Het teeltseizoen nadert over het algemeen zijn einde. En daar zien we dat door het uitgestelde zaaien en poten in het voorjaar, gevolgd door droogte in juni en een zomer vol nattigheid er in de teelt veel uitdagingen waren. Een hoge prijs zorgt hopelijk voor een pleister op de wonden. “Als we gaan zwartkijken, hadden we geen boer moeten worden.”

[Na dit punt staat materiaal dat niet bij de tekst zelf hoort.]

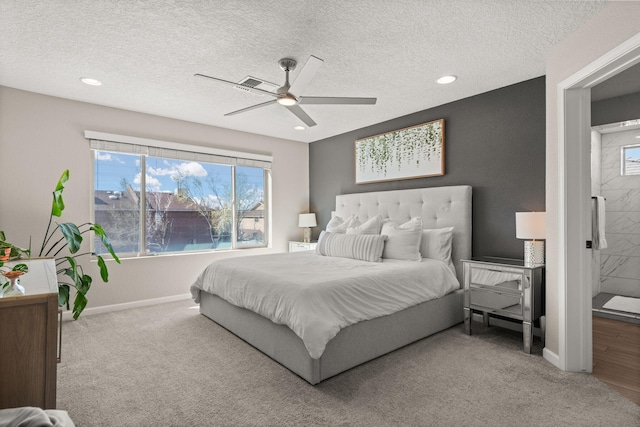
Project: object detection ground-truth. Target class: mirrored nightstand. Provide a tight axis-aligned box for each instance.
[462,257,545,353]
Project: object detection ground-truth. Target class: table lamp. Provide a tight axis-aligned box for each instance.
[516,212,545,265]
[298,213,318,243]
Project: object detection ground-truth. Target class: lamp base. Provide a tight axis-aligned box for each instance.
[524,240,544,265]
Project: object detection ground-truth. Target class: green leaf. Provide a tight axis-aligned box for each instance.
[64,256,81,288]
[73,292,87,320]
[12,264,29,273]
[58,283,70,310]
[98,255,109,283]
[77,274,93,294]
[58,222,82,254]
[51,169,69,217]
[89,224,120,264]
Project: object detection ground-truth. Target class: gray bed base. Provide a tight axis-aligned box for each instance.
[200,290,463,384]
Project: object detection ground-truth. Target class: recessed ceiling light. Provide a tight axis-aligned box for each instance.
[80,77,102,86]
[436,76,458,85]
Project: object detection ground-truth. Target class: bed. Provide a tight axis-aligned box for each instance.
[191,186,471,384]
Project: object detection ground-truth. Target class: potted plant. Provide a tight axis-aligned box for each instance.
[0,170,120,319]
[0,231,29,266]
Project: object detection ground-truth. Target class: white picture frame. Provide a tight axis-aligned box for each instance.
[354,119,444,184]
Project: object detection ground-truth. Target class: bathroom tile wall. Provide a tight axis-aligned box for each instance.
[600,130,640,297]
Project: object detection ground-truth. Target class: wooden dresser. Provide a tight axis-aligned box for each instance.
[0,259,58,409]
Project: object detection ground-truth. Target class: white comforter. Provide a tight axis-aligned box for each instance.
[191,252,460,359]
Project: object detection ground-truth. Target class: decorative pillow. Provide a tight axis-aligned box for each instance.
[347,215,382,234]
[326,215,360,234]
[316,231,387,262]
[381,217,422,261]
[420,227,455,271]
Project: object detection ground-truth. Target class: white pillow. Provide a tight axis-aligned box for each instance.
[347,215,382,234]
[326,215,360,234]
[380,217,422,261]
[316,231,386,262]
[420,227,455,271]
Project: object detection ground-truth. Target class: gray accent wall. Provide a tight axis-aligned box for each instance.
[309,76,545,259]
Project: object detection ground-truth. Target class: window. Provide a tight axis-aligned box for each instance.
[622,145,640,176]
[87,131,271,254]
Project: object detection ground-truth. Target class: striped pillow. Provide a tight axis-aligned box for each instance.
[316,231,387,262]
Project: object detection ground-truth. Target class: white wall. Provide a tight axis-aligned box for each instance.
[0,87,309,308]
[545,2,640,355]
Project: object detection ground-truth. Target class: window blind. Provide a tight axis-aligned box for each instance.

Voorzitter Teun de Jong van de Nederlandse Akkerbouw Vakbond (NAV) ziet over het algemeen dat de nattigheid van het voorjaar, gevolgd door de droogte in juni, sporen heeft nagelaten in alle teelten over alle gebieden. “De granen geven over het algemeen een redelijke opkomst. In zomertarwe is wel sprake van tweewassigheid, waardoor de opbrengst matig was. Wintertarwe was redelijk goed, alhoewel er ook problemen zijn met schot.”
Laat poten
Het late poten van aardappelen heeft met name op de kleigronden behoorlijke impact gehad. “Dat vertaalt zich in een hele matige tot slechte knolzetting. Het is afhankelijk van het teeltdoel hoe erg dat is. Voor tafelaardappelen en pootgoed geldt over het algemeen dat ze wel knollen er onder moeten hebben.” De Jong geeft wel aan dat dit zelfs op lokaal niveau per ras kan verschillen. “Maar over het algemeen zie je nu veel hogere prijzen voor tafelaardappelen, wat al aangeeft dat er minder aanbod is. Voor pootgoed is er nog geen notering, maar hier zullen we hetzelfde zien. Een hogere prijs is ook nodig, want we moeten wel omzet halen.”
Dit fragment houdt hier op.